A tale of two studies

By AFT President Randi Weingarten

From the earliest days of teacher preparation programs, higher education institutions have been building pathways for entry to the teaching profession, often with insufficient resources and reduced status on campus—a particularly acute problem at historically black- and Hispanic-serving institutions.

The problems with teacher education programs have been evident for years, but little has been done to rectify them and ensure these programs are able to produce high-quality teachers for every child. Two reports released today aim to shed light on the problems of and potential solutions for our country's struggling teacher preparation system—but these reports also provide an opportunity to reflect on the radically different approaches that underlie current approaches to this work.

The National Council on Teacher Quality (NCTQ) report Easy A's and What's Behind Them purports to answer the questions of whether teacher candidates are graded too easily and whether their course work is rigorous enough. Using data from 500 higher education institutions, NCTQ finds that grading standards for teacher candidates are lower than for students in other majors, and that their course work fails to develop the critical skills and knowledge new teachers need. This is nothing that previous research has not shown, and it reveals how NCTQ has come to make such vague and weak recommendations around common standards of excellence and ensuring assignments are "criterion-referenced."

In contrast, the AFT and our members have, for more than a decade, called for specific improvements to teacher preparation programs so that these programs can provide new teachers with the real-world skills and knowledge necessary to help the broad and diverse spectrum of students they'll teach. While NCTQ employs a strategy to embarrass and shame (and the U.S. Department of Education continues its unproductive fixation on test scores), Urban Teacher Residency United (UTRU) has focused on the same strategy of "move forward and improve" as we did in our 2012 report Raising the Bar.

UTRU works to develop, support and sustain a network of teacher residency programs across the nation. Teacher residencies, modeled after medical residencies that prepare aspiring physicians through intense clinical practice and expert instruction and supervision, prepare aspiring teachers through a rigorous yearlong classroom apprenticeship and an aligned sequence of course work at a local university.

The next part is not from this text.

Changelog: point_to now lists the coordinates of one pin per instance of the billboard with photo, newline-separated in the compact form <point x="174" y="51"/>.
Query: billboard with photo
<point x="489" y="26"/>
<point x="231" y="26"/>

Research demonstrates that such teacher residency programs not only reduce teacher attrition, which saves districts money on hiring and professional development, but also produce first-year teachers who lead students to higher levels of performance.

In its new report, Building Effective Teacher Residencies, UTRU reveals the most important practices of successful teacher residencies by taking a close look at two existing programs, the Aspire Teacher Residency program in California and the Denver Teacher Residency program. These programs offer:

  • A selection process for residents and mentors that assesses them not only on characteristics known to produce strong outcomes for students, such as perseverance, but also on their ability to accept constructive criticism, or "coachability."
  • Course work for residents and mentors that is aligned with district standards and can be immediately applied in the classroom.
  • A structure for providing residents with effective coaching and feedback as they learn to teach.
  • An evaluation system that focuses on continual improvement—for residents, mentors and the residency program itself.

They also host school systems with the same values and practices as the residency programs: a collaborative culture, clear teach¬er effectiveness rubrics, alignment between destination and learning, and a commitment to professional growth.

We owe it to new teachers to help prepare them for our profession—and that means providing robust course work and a high-quality clinical experience. While the National Council on Teacher Quality seems to have expended much to survey and rank schools, it offers little guidance on how to actually help preparation programs improve, while the opposite is true of Urban Teacher Residency United. The examples provided by UTRU combine what we know about best practices to support new teachers, such as mentoring and rigorous course work. The addition of clinical, hands-on experiences will strengthen teachers' skills and knowledge in preparation for the diverse needs of future students.

Although these residency and clinical practices may be time-consuming and resource-intensive, we can learn a lot from the work going on in these teacher residency sites to strengthen and improve teacher preparation. The question is: Having learned these lessons, how can we make this the norm, not the exception, and the basis of policy?